What would a systemd service file look like for an agate server?

A systemd service file for an Agate Gemini server defines how the Agate service should start, stop, and manage the Gemini server.

A systemd service file for an Agate Gemini server defines how the Agate service should start, stop, and manage the Gemini server. Below is a sample service file for Agate:

Example Agate Systemd Service File

  1. Create the service file:
    You will typically place this file at /etc/systemd/system/agate.service.

Service File Contents:

[Unit]
Description=Agate Gemini Server
After=network.target

[Service]
ExecStart=/usr/local/bin/agate --content /path/to/content --hostname example.com --key /path/to/key.pem --cert /path/to/cert.pem
Restart=on-failure
User=agate
Group=agate
WorkingDirectory=/path/to/content
Environment=AGATE_PORT=1965
LimitNOFILE=4096

[Install]
WantedBy=multi-user.target

Explanation of Each Section:

[Unit]

  • Description: A short explanation of what the service is for.
  • After: Specifies that the service should start after the network is available.

[Service]

  • ExecStart: The command to start the Agate server. Replace the path /usr/local/bin/agate with the actual path to your Agate binary, and replace /path/to/content, /path/to/key.pem, and /path/to/cert.pem with the appropriate paths for your setup.
  • Restart: Ensures that the service restarts if it fails.
  • User: Runs the service as the user agate. You may need to create this user if it doesn't exist.
  • Group: Runs the service under the group agate.
  • WorkingDirectory: The working directory for Agate, where your Gemini capsule content is stored.
  • Environment: Sets environment variables like the port for Agate (AGATE_PORT=1965), which is the default port for Gemini.
  • LimitNOFILE: Increases the file descriptor limit, which may be needed for serving multiple connections.

[Install]

  • WantedBy: This tells systemd to start the service in the multi-user run level (which is the common run level for most server environments).
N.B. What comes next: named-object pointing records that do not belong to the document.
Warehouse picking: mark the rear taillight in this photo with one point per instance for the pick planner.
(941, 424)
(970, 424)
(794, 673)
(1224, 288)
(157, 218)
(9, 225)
Commands to Enable and Start the Service:

Check the service status:

sudo systemctl status agate

Start the service:

sudo systemctl start agate

Enable the service to start on boot:

sudo systemctl enable agate

Reload systemd to recognize the new service:

sudo systemctl daemon-reload

This service file will manage the Agate server, ensuring it runs at system startup and restarts if it encounters failures. Adjust paths, user names, and other variables to match your environment.